By the same token, Prior's words suggest his exasperation with the very notion of prophecy--with the idea that people can be "chosen" by the angels and ordered to work God's plan on Earth. Prior no longer seems to believe that there's any pre-determined order to life. Things don't happen for any particular reason, and so the belief that prophecies must be fulfilled no longer holds any currency with Prior.

Perestroika: Act 5, Scene 8 Quotes

I want the credit card. That's all. You can keep track of me from where the charges come from. If you want to keep track. I don't care.

Related Characters: Harper Pitt (speaker), Joe Pitt
Page Number: 282
Explanation and Analysis:

At the end of the play, Harper finally summons the courage to walk out on Joe Pitt, her mostly-closeted gay husband. She's suspected that Joe is gay for some time now, but the strength of her convictions--not to mention her love, and her fear of change--has kept her from leaving him behind. Now, however, Harper is ready to make a change in her life. Unlike many of the other great "changes" in the play, Harper's decision to abandon Joe isn't part of any lofty plan--she has no idea what's going to happen to her now.
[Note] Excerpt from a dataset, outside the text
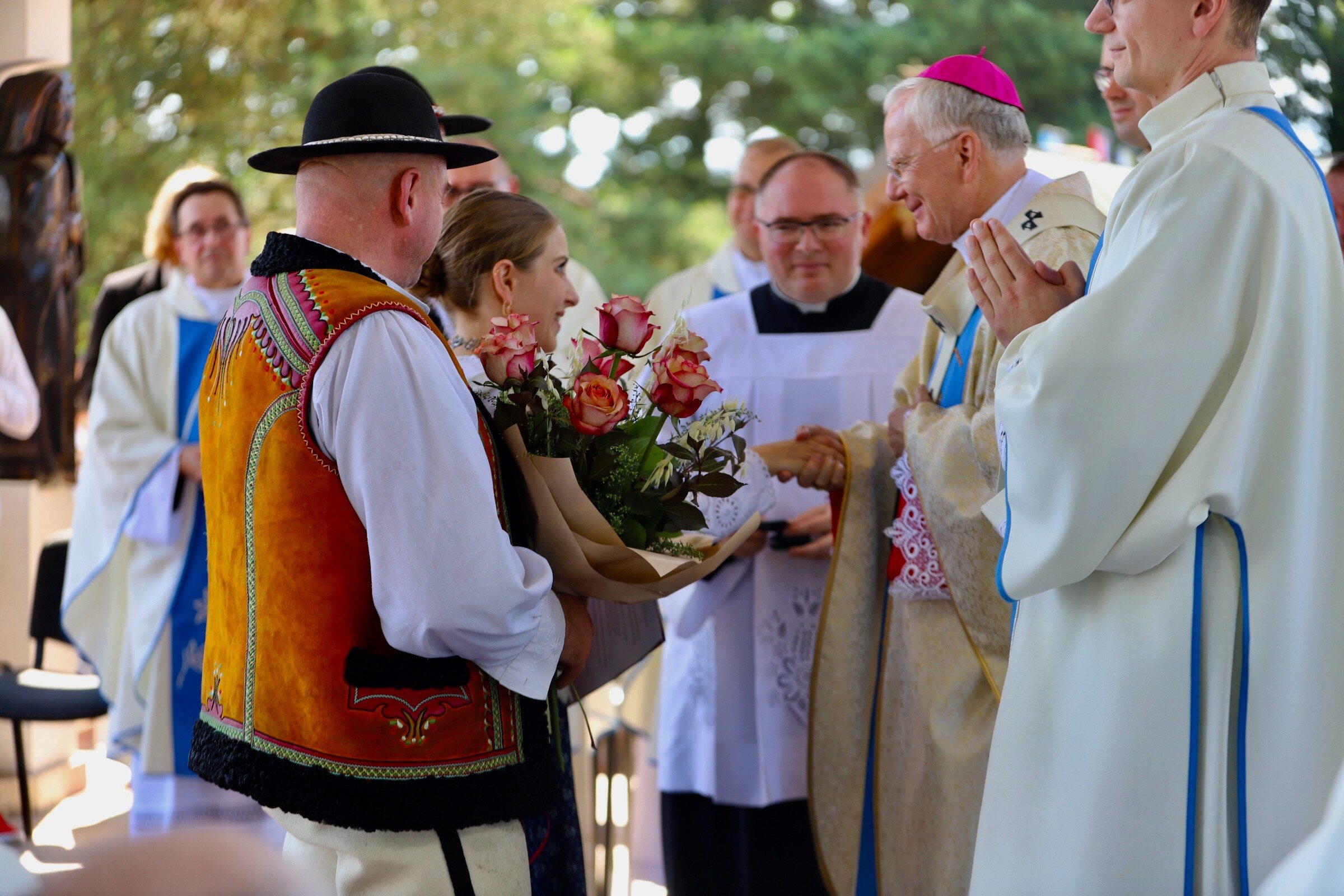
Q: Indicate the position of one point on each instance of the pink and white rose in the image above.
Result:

Harper greedily asks Joe for his credit cards, however--proof that she's not entirely ready to live on her own. Evidently, Kushner doesn't try to glorify Harper's decision--she's brave, but not perfect.

Epilogue Quotes

This disease will be the end of many of us, but not nearly all, and the dead will be commemorated and will struggle on with the living, and we are not going away. We won't die secret deaths anymore. The world only spins forward. We will be citizens. The time has come.
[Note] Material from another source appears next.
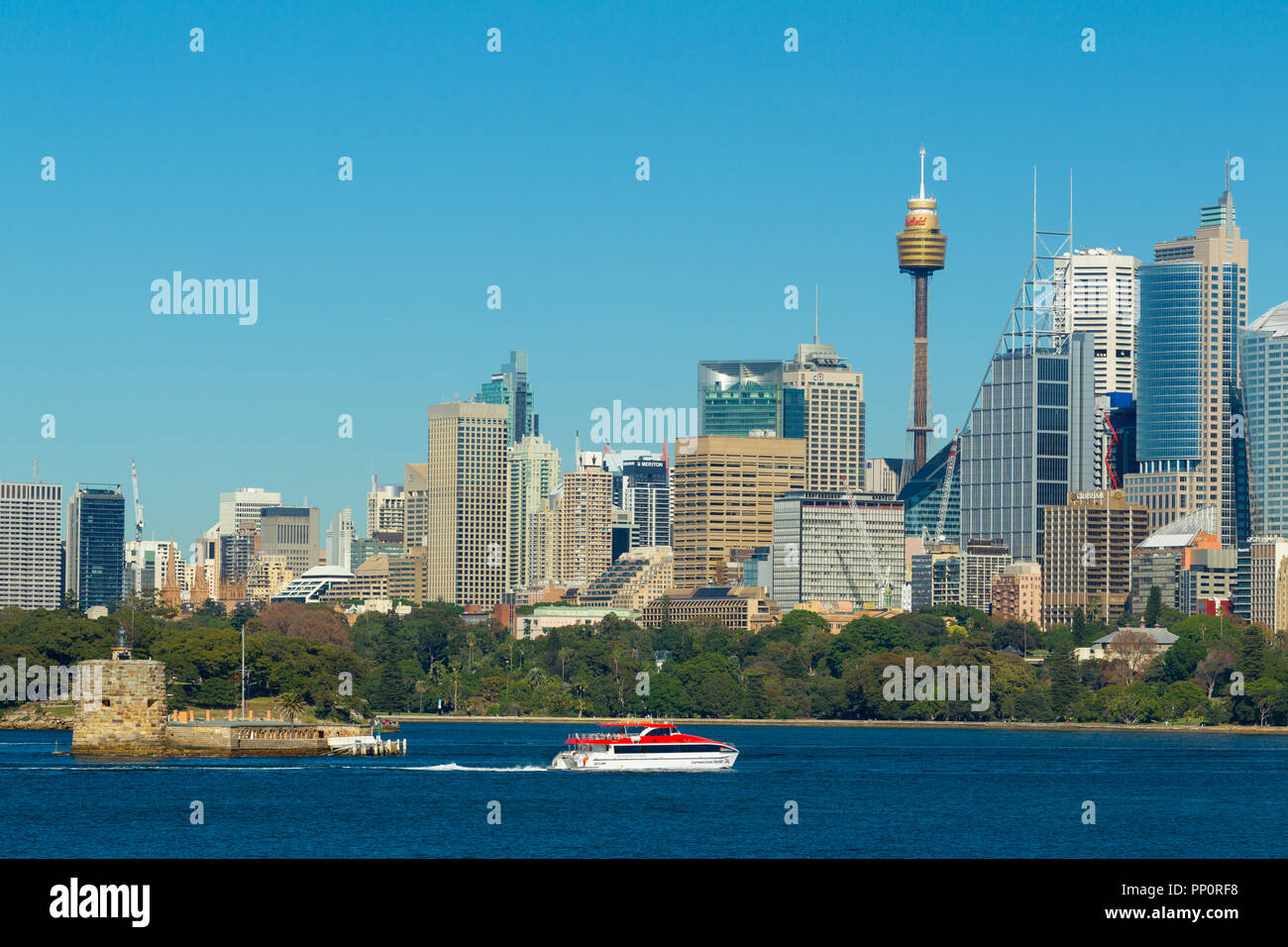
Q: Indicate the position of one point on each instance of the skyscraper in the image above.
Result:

Related Characters: Prior Walter (speaker)
Page Number: 290
Explanation and Analysis:

In the Epilogue to the play, Prior speaks directly to the audience. He claims that he's been living with AIDS for several years now, and doesn't know how much longer he's going to last. And yet Prior refuses to cower before the possibility of death. Instead, he speaks out--bravely and boldly--about his condition and his sexuality.
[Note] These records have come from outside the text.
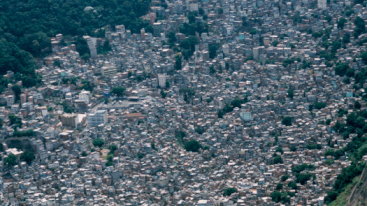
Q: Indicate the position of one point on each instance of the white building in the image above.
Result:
(321, 4)
(84, 96)
(109, 70)
(97, 118)
(92, 45)
(162, 79)
(246, 115)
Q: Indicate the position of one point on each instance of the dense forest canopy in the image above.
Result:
(27, 25)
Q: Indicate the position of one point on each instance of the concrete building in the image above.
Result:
(97, 118)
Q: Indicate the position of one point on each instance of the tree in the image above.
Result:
(82, 48)
(98, 142)
(277, 159)
(287, 121)
(27, 156)
(290, 93)
(279, 186)
(104, 48)
(341, 23)
(360, 26)
(17, 91)
(292, 185)
(229, 191)
(171, 38)
(364, 57)
(199, 129)
(284, 178)
(118, 91)
(192, 146)
(178, 62)
(10, 160)
(213, 50)
(15, 121)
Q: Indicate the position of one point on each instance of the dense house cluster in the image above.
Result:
(255, 94)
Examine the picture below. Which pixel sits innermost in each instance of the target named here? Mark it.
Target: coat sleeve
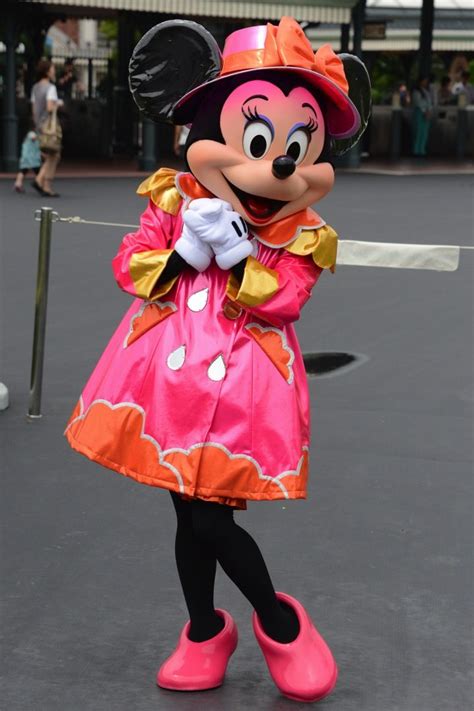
(275, 295)
(143, 255)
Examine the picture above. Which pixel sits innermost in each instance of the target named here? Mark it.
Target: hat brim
(342, 118)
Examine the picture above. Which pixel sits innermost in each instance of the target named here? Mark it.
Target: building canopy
(337, 11)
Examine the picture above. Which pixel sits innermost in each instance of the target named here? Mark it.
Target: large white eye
(257, 139)
(297, 145)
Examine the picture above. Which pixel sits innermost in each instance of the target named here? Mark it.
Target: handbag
(50, 134)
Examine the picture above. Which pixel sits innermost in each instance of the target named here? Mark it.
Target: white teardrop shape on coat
(176, 359)
(217, 369)
(198, 300)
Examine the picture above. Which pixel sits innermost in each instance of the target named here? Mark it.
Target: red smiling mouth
(259, 208)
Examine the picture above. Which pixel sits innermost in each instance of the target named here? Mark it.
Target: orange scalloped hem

By having Prior speak directly to the audience (in an homage to the theater of Bertolt Brecht), Kushner suggests the political ramifications of his play. Kushner wants to use his play to make political points and provoke political engagement in the audience. Prior seems to urge the audience to go out and fight for AIDS research and homosexual rights--a mandate that many fans of the play have taken up. At the same time, Prior's speech seems to sum up many of the play's key themes. Prior has no idea what the future holds, but in spite of his uncertainty, he looks forward to the future with a cautious optimism. In the meantime, Prior will not hide behind fantasy or delusion. Instead, he will be a citizen--he and the other members of the gay community will use political methods to fight for themselves and their allies.